Oh how I hate that question!
I remember a time when it barely even raised an eyebrow and I simply left it blank, but now that feels like such a long time ago now. A life time ago now. Now these words are a sad reminder of these constant struggles.
As I finished waiting for the optometrist I started to contemplate the following ideas…
Whenever I would prepare to go grocery shopping I would always find myself writing a shopping list. I used to enjoy grocery shopping, but most of all I enjoyed writing lists; I guess it is par of the course when you are a Type A personality. However well prepared you may try to be the fact remains that when you do finally reach the grocery store you will often find ancillary items that will be added to your list and when you get home there will often be times you will have forgotten of will need to get at a later time.
My shopping list of illnesses has become sadly similar.
The list has been steadily growing over the years. There are some illnesses I have yet to have diagnosed, and then there are the ones that may be waiting their turn to make a surprise appearance.
Nowadays I must ask for another piece of paper to complete my list and to complete the list of Medications that appears further on down the form.
I find it perversely humorous that I am now at a point where I have been prescribed medications that even doctors have not heard of, for conditions that they were previously not aware of. EPI is a good example of this.
I remember the days when even I hadn’t heard of these illnesses and diseases. I lived in joyful ignorance of them all, despite the fact that they may have been percolating inside me for decades. Ignorance can truly be bliss.
Nowadays I carry the list with me everywhere I go.
I remember conversations with my elderly relatives where I would listen as they would say how their arthritis and lumbago were acting up whilst swallowing blood pressure tablets and cholesterol medications. I thought to myself how I would hate to reach that point in my life. These are somber recollections to me now.
However much you may dread returning home with your bags of shopping, you must still unpack them all and turn them into meals or use them in your everyday life. They are yours and you must use them in the best way you can.
No matter how long my list grows I must still make the best life I can and do my best with what I have. It is for this reason that a have rarely referred to the list to my friends and family and don’t make a habit of listing them all. I simply called myself Autoimmunitygirl and left it there. One word to encompass many experiences and struggles.

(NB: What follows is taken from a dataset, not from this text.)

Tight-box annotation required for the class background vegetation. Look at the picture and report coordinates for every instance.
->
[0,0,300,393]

Listing all the autoimmune diseases and ancillary illnesses that I have collected would only serve to dampen my spirits and make me feel the emotional weight that these labels can carry. So I try not. Often I will hand the form to my husband who will take on the task of completing it and I am eternally grateful that he does.
I know that not referring to the list and explaining each illness will cause a gap in how many people may be able to understand what I may have to contend with and the extent to which I must struggle each day but I believe in my heart that no one can ever truly understand unless it was happening to them.
Underneath the shopping list of illnesses and diseases remains a person who is determined to have the best life I can in spite of the physical limits that are being placed on me.